Educated Patient® Skin Cancer Summit Surgery Presentation: June 18, 2022


Watch Dr. Erica B. Friedman, from NYU Grossman School of Medicine, discuss surgery, during the CURE Educated Patient Skin Cancer Summit.

Patients with most forms of skin cancer should be prepared to see a variety of providers during their treatment journey, including surgical oncologists, according to a speaker during the CURE® Educated Patient® Skin Cancer Summit.

According to Dr. Erica B. Friedman, an assistant professor in the Department of Surgery at NYU Grossman School of Medicine in New York City, the first provider patients often see after they receive a diagnosis of skin cancer from their dermatologist is, in fact, a surgical oncologist.

“(The care team) ranges from a dermatologist who likely is the one who made the diagnosis or treats earlier, thin skin cancers to the surgical oncologist which is where we're treating early or regionally advanced or distant melanoma,” Friedman said. “And (it) spans to a medical oncologist who may treat a patient who's not a candidate for surgery. And additionally, there's a role for radiation oncology as well.”

How to Prepare for an Appointment with a Surgeon

When a patient arrives to meet with their surgical oncologist it is important that they have their pathology report, according to Friedman.

Moreover, the report should have been reviewed by a dermatopathologist, which is someone who is trained specifically to look at samples of skin, hair and nails under a microscope to diagnose disease.

This individual, she said, is instrumental in helping the surgeon determine the extent of surgery used to treat the patient — specifically, the margins, which is referred to as the border of tissue around the tumor that is removed from the patient.

“A well done biopsy plus a well-read biopsy report really allows us to stage and treat melanoma appropriately,” she said. Next slide please. Next slide.

Primary and Regional Management of Melanoma

The surgical management of local and regionalized melanoma has greatly evolved over the past three decades, according to Friedman.

The primary advancement, she said, is that less is more.
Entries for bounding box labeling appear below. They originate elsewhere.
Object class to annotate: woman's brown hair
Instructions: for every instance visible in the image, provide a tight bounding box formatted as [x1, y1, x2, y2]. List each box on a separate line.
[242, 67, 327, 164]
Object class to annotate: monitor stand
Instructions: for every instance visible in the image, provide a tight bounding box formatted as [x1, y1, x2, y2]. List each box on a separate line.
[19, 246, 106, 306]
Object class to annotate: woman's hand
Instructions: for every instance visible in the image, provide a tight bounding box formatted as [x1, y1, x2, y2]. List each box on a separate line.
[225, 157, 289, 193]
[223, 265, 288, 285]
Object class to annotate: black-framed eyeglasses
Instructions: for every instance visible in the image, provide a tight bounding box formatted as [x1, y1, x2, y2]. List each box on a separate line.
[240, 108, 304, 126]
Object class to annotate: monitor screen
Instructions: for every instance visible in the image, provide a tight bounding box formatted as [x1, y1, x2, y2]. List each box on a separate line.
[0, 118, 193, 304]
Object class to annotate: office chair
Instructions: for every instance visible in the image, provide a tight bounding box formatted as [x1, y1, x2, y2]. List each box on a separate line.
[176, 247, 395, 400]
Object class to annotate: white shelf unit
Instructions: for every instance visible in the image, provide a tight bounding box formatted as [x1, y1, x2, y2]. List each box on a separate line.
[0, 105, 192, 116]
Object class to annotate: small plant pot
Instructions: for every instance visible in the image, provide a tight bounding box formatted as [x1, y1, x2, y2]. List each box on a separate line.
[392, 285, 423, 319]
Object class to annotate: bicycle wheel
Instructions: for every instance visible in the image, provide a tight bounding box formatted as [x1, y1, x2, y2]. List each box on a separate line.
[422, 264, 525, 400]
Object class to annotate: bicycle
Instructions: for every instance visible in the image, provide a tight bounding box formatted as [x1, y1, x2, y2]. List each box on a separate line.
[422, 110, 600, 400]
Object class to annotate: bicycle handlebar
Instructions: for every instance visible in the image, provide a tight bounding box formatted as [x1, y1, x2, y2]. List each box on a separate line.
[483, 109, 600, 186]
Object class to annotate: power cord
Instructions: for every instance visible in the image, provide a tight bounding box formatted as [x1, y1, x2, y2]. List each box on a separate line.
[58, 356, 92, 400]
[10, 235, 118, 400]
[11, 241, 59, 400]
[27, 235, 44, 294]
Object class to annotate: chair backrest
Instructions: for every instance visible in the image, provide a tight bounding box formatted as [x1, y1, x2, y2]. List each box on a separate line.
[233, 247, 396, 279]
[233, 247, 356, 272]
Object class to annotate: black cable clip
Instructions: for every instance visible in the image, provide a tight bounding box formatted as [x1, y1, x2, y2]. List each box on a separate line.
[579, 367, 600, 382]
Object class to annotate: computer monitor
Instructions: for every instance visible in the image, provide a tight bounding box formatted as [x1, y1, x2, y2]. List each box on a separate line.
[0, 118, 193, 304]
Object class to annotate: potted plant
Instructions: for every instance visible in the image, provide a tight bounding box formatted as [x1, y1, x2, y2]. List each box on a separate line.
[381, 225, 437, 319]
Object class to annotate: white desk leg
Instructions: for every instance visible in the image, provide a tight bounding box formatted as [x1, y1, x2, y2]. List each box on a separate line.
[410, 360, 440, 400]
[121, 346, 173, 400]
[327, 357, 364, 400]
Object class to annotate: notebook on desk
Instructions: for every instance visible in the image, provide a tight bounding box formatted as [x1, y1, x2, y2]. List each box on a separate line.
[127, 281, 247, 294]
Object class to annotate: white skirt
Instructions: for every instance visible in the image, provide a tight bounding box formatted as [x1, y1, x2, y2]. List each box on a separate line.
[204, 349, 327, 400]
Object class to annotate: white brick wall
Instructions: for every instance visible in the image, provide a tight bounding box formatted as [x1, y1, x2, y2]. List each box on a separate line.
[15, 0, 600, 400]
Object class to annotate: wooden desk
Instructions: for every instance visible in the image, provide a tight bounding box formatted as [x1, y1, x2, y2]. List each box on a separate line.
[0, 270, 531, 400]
“Oftentimes, (us) surgeons don't like to hear this because we like to operate,” she said. “But the surgical treatment of melanoma has really evolved.”

The goal with surgery is to remove all of the tumor cells from the initial melanoma, she explained.

“This means we don't want any cells left behind, and we want the edges of what we remove to be clear,” Friedman said. “We would like to do this while minimizing morbidity, minimizing functional impairment and minimizing disfigurement.”

Which is why there has been a significant emphasis on less is more.

This is evidenced by, she said, numerous clinical trials over the past few decades that have compared those surgical margins across a variety of patients.

As a result of these studies, the National Comprehensive Cancer Network — an alliance of more than 30 cancer centers in the United States — developed recommendations for the surgical management of melanoma. For instance, if a melanoma is four millimeters or thicker, surgeons no longer need to remove “extremely wide surgical margins.”

However, Friedman noted that controversy still exists as to what the true optimal surgical margin is for resecting melanoma.

How the Hole is Fixed

Typically, Friedman said, the goal is to cut around the tumor in an elliptical shape to better facilitate a straight-line closure, which is described as it sounds — a horizontal or vertical scar that is not too disfiguring.

However, this is not always possible. Sometimes, Friedman noted, the area the surgeon is operating on is in a sensitive area and a plastic surgeon needs to be consulted to perform more complex closures of the resected area.

Occasionally, patients may need a full-thickness skin graft. Friedman presented a case of a patient who needed a significant portion of their nose removed. In cases where a large portion of the skin has to be removed, plastic surgeons can take portions of a person’s skin — often from less visible areas — and surgically graft them to the affected area.